On the 1st January, 1834, the number of persons entertained at the provincial depôt, on account of the city of Antwerp, was 153. The population of this establishment generally amounts to 250 or 300 individuals, all belonging to the province.

The children of the working class or indigent are received, without any distinction, in the public schools established gratis. Those children abandoned to the public charity, or of whom the parents are entirely unable to bring them up, and who request to be relieved of them from inability to maintain them, are sent to an hospital established for that purpose, or else placed in the country under the direction of the civil hospital, or the bureau de bienfaisance.

Impotent through Age.

There are at Antwerp 26 private hospitals, founded and established for many centuries by charitable persons in favour of a stated number of aged persons, of both sexes, and of decent and respectable families; but in preference for the members of the founders’ family, and which persons, without being entirely destitute, have, notwithstanding, no sufficient means to provide for their subsistence. Those persons inhabit a small house in the hospital, where they keep their own household separately, and subsist by what they can earn personally by any hand-work, and by the weekly succour which they receive from the revenue of the foundation. These men and women reside in separate hospitals.

Destitute persons, of both sexes, who are impotent through age, but have not claims to be admitted into the before-mentioned private hospital, are maintained by the administrations of the poor, the sick, incurable, and impotents, in the civil hospital, and the others in the country, where they are boarded with the farmers at the expenses of the public establishment of charity; that is to say, of the administration of the civil hospitals and bureau de bienfaisance. Besides, there is at Antwerp a special establishment as a refuge to the impotent through age, of decent and respectable families, who are without means of procuring a livelihood.

Sick.

In Belgium every town has its civil hospital for the maintenance of destitute sick.

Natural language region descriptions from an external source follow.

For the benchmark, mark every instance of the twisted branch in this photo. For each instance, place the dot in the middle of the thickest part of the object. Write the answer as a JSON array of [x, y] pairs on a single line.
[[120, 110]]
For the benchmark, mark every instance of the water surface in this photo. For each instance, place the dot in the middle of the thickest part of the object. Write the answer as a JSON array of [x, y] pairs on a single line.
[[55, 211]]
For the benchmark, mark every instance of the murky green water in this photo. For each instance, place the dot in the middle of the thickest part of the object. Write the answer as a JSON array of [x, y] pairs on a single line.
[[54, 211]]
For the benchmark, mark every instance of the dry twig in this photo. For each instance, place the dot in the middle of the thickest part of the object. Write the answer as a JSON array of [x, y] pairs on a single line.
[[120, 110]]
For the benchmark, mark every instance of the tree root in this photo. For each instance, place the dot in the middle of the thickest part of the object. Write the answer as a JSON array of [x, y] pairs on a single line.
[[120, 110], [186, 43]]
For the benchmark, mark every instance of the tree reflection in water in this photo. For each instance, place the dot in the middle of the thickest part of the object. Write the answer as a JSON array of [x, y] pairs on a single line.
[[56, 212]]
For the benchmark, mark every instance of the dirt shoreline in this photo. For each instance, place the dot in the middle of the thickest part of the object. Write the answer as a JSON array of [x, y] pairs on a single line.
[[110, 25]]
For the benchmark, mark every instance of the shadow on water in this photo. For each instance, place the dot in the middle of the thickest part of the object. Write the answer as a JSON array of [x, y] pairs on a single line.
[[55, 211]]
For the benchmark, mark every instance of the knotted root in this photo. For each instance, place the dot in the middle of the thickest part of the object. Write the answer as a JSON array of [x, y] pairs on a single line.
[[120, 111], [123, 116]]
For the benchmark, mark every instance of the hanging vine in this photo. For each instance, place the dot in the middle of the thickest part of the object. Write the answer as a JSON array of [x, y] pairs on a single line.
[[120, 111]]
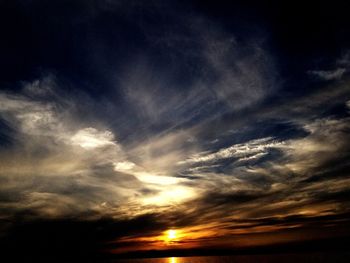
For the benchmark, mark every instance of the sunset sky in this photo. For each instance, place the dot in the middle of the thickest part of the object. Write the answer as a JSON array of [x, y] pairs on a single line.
[[142, 125]]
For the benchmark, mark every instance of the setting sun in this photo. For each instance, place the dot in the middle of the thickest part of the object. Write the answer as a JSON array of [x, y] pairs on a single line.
[[171, 234]]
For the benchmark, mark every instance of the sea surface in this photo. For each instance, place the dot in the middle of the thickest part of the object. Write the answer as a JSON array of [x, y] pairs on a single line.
[[293, 258]]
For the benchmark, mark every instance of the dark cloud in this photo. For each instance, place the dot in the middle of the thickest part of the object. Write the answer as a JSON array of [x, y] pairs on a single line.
[[121, 119]]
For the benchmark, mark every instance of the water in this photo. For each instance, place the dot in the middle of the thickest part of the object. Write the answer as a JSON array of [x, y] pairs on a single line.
[[292, 258]]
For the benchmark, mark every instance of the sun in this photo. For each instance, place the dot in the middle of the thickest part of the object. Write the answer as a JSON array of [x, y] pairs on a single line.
[[172, 234]]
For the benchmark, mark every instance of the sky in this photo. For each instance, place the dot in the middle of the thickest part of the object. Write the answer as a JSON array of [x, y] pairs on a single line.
[[226, 122]]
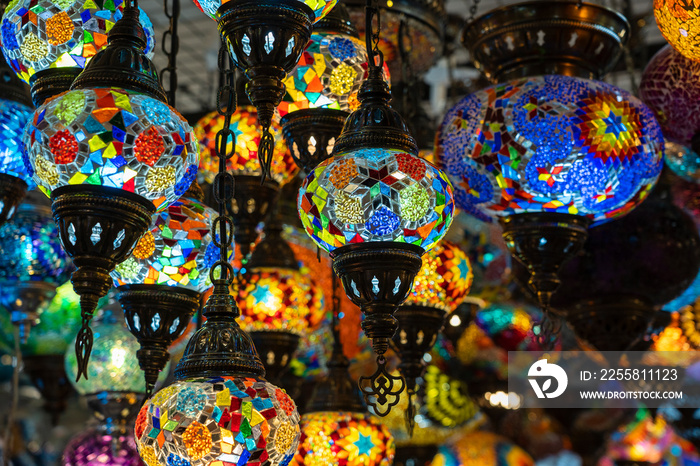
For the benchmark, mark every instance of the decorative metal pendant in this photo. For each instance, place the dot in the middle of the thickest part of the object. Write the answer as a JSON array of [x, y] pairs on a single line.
[[156, 315]]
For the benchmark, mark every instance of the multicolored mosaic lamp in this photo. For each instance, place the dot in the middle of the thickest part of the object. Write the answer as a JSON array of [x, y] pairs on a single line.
[[679, 23], [110, 153], [48, 43], [252, 200], [441, 285], [376, 207], [322, 89], [160, 286], [15, 110], [34, 264], [266, 40], [548, 155], [278, 303], [669, 87]]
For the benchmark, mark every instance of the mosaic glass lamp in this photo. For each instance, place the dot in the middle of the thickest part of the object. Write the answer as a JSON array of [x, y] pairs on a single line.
[[548, 155], [669, 87], [44, 350], [34, 264], [109, 153], [679, 23], [322, 89], [48, 43], [15, 111], [160, 286], [252, 201], [442, 283], [279, 304], [376, 207]]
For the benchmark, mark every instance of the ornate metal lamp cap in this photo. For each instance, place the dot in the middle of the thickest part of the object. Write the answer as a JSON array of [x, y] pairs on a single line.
[[337, 20], [220, 346], [375, 124], [536, 38], [123, 63]]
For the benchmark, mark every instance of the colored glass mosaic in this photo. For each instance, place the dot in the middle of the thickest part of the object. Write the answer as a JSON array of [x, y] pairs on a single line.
[[488, 449], [244, 124], [343, 439], [40, 34], [113, 363], [279, 300], [550, 144], [109, 126], [218, 421], [679, 22], [683, 161], [320, 8], [31, 249], [176, 251], [372, 183], [669, 86], [57, 325], [328, 75], [444, 279], [95, 448], [13, 119]]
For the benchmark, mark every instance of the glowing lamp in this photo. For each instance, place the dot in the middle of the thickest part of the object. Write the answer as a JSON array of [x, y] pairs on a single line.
[[48, 43], [110, 153], [34, 265], [679, 24], [252, 200], [160, 285]]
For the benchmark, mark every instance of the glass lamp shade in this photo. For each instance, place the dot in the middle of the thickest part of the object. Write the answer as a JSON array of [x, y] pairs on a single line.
[[113, 363], [329, 74], [94, 448], [112, 138], [176, 251], [669, 86], [487, 449], [683, 161], [244, 124], [550, 144], [444, 279], [343, 439], [218, 420], [13, 119], [57, 326], [319, 7], [43, 34], [31, 249], [679, 23], [376, 195], [281, 300]]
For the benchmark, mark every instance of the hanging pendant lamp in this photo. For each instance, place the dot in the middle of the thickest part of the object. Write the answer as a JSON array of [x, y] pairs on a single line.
[[377, 208], [548, 155], [109, 153]]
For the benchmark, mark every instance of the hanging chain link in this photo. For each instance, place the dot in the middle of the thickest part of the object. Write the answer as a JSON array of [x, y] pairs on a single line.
[[170, 47], [223, 182]]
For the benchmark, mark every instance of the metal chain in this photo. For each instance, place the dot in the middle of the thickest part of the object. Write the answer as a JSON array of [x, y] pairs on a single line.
[[223, 182], [170, 37]]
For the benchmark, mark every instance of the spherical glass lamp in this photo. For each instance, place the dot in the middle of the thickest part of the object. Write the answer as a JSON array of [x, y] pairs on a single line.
[[34, 264], [669, 87], [160, 286], [109, 153], [343, 438], [48, 43], [252, 200], [679, 23]]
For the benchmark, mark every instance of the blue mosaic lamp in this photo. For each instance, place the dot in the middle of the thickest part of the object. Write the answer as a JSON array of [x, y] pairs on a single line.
[[549, 155], [110, 153]]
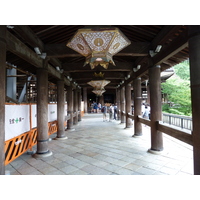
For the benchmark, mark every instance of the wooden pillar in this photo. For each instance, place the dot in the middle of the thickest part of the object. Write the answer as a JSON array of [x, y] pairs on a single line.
[[128, 105], [3, 96], [156, 108], [85, 100], [60, 110], [137, 106], [194, 58], [79, 104], [76, 106], [70, 107], [122, 100], [101, 100], [118, 104], [42, 113]]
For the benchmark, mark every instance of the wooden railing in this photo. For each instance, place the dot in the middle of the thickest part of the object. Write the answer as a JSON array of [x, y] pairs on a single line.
[[177, 120], [180, 134]]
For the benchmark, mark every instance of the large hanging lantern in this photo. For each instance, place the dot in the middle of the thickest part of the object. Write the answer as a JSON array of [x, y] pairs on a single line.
[[98, 84], [98, 45], [99, 92]]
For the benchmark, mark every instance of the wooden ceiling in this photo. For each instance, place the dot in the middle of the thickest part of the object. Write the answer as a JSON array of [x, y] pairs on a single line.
[[52, 39]]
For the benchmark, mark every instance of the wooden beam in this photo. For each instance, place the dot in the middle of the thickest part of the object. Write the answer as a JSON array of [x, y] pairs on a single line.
[[32, 39], [173, 48], [15, 46], [78, 67], [61, 50]]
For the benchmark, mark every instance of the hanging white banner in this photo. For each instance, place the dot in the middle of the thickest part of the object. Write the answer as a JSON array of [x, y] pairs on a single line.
[[17, 120], [34, 115], [52, 112]]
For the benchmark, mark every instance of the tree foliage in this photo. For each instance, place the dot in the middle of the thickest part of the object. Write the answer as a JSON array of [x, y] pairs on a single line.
[[177, 91]]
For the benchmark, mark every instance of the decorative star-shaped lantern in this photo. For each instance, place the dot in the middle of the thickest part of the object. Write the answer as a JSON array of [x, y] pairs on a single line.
[[98, 84], [99, 92], [98, 45]]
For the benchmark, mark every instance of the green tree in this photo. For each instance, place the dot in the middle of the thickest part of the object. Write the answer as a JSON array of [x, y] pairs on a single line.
[[177, 91], [182, 70]]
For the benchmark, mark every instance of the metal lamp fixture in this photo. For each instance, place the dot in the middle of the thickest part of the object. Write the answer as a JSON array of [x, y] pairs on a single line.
[[98, 45], [99, 92], [98, 84]]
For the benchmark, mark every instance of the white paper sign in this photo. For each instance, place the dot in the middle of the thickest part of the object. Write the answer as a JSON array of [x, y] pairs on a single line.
[[17, 120], [52, 112], [34, 115]]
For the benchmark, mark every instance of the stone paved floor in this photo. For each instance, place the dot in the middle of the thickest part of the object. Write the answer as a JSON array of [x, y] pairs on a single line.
[[106, 148]]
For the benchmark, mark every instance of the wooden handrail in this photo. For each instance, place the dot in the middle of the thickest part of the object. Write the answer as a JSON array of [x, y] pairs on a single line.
[[184, 136]]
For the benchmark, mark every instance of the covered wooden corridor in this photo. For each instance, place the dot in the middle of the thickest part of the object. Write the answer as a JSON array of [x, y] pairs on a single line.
[[106, 148], [48, 81]]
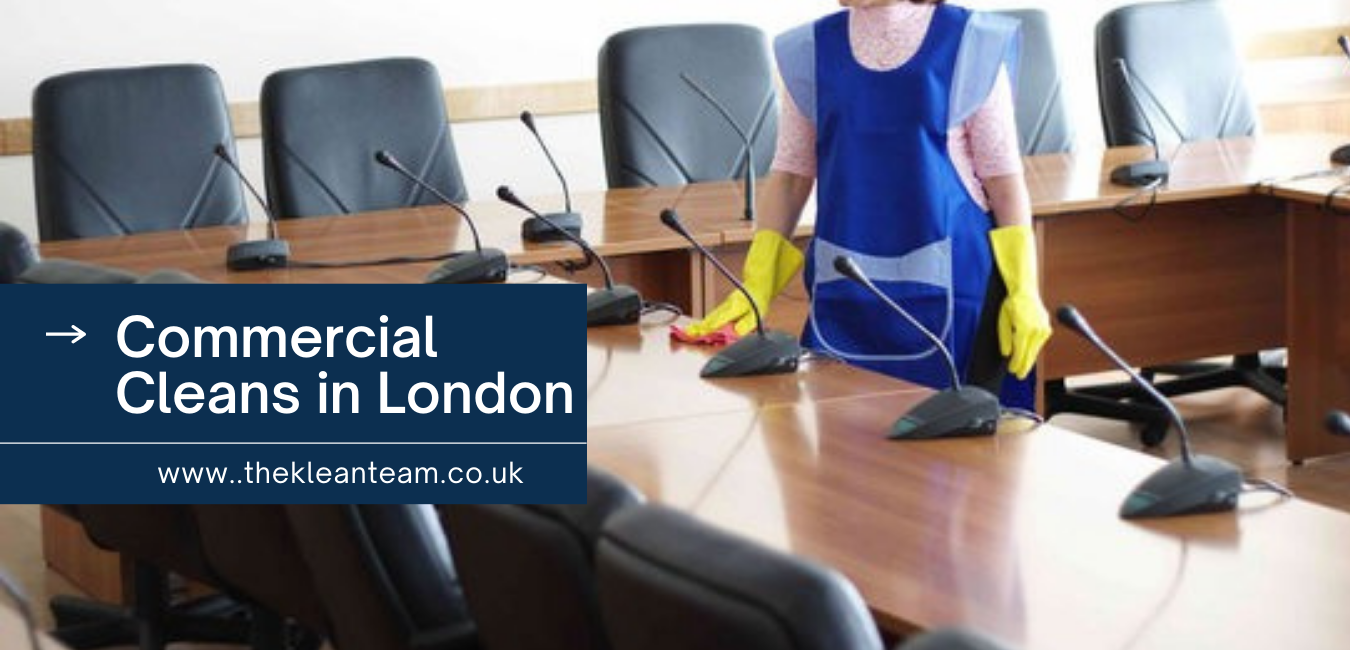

That of Antwerp is open to all the unfortunate, without distinction, whenever their social position does not afford them the means of being attended by a physician at their dwellings, who are deemed proper objects for admission.

Are also admitted, in a private room in this hospital (upon payment of a small daily retribution), all individuals who, although not entirely destitute, prefer to be treated in the hospital rather than at their own houses; such as men and female servants, who are commonly sent there by the persons who have them in their employ.